Generative models have had a profound impact on vision and language, paving the way for a new era of multimodal generative applications. While these successes have inspired researchers to explore using generative models in science and engineering to accelerate the design process and reduce the reliance on iterative optimization, challenges remain. Specifically, engineering optimization methods based on physics still outperform generative models when dealing with constrained environments where data is scarce and precision is paramount. To address these challenges, we introduce Diffusion Optimization Models (DOM) and Trajectory Alignment (TA), a learning framework that demonstrates the efficacy of aligning the sampling trajectory of diffusion models with the optimization trajectory derived from traditional physics-based methods. This alignment ensures that the sampling process remains grounded in the underlying physical principles. Our method allows for generating feasible and high-performance designs in as few as two steps without the need for expensive preprocessing, external surrogate models, or additional labeled data. We apply our framework to structural topology optimization, a fundamental problem in mechanical design, evaluating its performance on in- and out-of-distribution configurations. Our results demonstrate that TA outperforms state-of-the-art deep generative models on in-distribution configurations and halves the inference computational cost. When coupled with a few steps of optimization, it also improves manufacturability for out-of-distribution conditions. By significantly improving performance and inference efficiency, DOM enables us to generate high-quality designs in just a few steps and guide them toward regions of high performance and manufacturability, paving the way for the widespread application of generative models in large-scale data-driven design.

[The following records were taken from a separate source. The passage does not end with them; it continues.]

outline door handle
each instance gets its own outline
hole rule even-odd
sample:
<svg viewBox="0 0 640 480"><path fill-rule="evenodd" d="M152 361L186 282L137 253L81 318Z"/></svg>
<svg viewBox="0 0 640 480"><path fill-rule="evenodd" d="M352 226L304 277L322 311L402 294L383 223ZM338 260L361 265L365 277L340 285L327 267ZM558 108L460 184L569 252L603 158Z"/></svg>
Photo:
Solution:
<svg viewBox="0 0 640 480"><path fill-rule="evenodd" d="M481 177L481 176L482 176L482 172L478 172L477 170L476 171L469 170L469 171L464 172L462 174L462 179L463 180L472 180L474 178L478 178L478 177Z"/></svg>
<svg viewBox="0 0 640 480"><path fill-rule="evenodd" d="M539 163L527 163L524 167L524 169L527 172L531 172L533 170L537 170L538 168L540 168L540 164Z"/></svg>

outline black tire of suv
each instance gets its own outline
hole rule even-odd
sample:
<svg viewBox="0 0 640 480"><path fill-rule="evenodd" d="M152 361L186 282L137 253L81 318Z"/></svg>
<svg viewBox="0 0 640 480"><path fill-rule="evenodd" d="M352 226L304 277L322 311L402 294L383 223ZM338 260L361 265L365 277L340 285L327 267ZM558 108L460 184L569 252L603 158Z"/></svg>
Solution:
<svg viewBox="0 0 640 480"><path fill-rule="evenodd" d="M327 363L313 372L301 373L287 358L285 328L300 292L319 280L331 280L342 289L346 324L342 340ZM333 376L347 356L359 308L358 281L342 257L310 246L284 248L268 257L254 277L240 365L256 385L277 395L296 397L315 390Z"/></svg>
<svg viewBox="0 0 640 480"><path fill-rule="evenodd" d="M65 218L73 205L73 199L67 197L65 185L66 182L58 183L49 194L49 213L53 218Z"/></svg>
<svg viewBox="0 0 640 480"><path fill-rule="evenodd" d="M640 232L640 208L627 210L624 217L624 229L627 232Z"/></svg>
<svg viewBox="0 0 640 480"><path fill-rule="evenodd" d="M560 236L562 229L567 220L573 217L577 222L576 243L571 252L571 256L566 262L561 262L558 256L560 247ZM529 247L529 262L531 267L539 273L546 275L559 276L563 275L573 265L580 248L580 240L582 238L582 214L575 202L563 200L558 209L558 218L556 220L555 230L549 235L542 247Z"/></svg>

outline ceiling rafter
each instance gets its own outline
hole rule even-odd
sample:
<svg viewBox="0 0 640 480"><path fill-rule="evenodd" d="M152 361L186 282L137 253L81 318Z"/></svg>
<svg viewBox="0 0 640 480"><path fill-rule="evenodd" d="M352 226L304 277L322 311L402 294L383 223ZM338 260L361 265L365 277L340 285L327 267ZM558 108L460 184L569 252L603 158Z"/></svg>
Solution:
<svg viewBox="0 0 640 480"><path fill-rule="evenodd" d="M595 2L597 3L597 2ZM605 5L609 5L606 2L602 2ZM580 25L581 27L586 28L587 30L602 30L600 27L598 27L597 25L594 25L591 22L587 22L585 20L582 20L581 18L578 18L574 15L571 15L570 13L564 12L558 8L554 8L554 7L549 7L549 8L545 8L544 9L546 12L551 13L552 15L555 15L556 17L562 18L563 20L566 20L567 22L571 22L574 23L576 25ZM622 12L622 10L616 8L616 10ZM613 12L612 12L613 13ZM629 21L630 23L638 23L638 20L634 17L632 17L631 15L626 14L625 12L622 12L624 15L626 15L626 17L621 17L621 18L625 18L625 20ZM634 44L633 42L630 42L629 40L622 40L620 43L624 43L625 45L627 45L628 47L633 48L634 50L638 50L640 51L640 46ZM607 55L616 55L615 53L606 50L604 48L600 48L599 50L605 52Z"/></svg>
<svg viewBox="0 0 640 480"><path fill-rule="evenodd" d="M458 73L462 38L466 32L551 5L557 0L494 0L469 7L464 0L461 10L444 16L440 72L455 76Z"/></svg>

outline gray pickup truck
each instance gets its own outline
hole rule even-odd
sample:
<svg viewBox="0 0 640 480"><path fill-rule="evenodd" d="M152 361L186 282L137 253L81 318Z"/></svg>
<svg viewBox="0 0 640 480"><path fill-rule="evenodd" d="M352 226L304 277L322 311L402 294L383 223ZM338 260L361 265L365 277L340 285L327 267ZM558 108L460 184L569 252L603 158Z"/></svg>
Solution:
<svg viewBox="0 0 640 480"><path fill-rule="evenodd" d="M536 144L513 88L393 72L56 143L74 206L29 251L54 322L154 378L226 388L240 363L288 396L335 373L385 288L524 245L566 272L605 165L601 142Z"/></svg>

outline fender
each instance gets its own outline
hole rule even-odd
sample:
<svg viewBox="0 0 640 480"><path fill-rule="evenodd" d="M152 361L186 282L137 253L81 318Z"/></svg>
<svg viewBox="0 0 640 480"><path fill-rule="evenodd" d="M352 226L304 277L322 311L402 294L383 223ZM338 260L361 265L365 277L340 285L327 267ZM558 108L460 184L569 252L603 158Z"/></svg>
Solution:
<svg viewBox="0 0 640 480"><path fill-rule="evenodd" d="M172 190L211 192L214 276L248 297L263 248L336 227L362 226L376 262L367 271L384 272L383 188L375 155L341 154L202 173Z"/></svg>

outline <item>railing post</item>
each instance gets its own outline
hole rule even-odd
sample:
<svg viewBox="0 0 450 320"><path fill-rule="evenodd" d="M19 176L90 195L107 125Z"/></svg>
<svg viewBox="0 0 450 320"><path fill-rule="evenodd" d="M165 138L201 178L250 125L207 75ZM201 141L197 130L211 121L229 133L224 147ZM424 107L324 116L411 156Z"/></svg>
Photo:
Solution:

Diffusing the Optimal Topology: A Generative Optimization Approach

Topology Optimization seeks to find the best design that satisfies a set of constraints while maximizing system performance. Traditional iterative optimization methods like SIMP can be computationally expensive and get stuck in local minima, limiting their applicability to complex or large-scale problems. Learning-based approaches have been developed to accelerate the topology optimization process, but these methods can generate designs with floating material and low performance when challenged with out-of-distribution constraint configurations. Recently, deep generative models, such as Generative Adversarial Networks and Diffusion Models, conditioned on constraints and physics fields have shown promise, but they require extensive pre-processing and surrogate models for improving performance. To address these issues, we propose a Generative Optimization method that integrates classic optimization like SIMP as a refining mechanism for the topology generated by a deep generative model. We also remove the need for conditioning on physical fields using a computationally inexpensive approximation inspired by classic ODE solutions and reduce the number of steps needed to generate a feasible and performant topology. Our method allows us to efficiently generate good topologies and explicitly guide them to regions with high manufacturability and high performance, without the need for external auxiliary models or additional labeled data. We believe that our method can lead to significant advancements in the design and optimization of structures in engineering applications, and can be applied to a broader spectrum of performance-aware engineering design problems.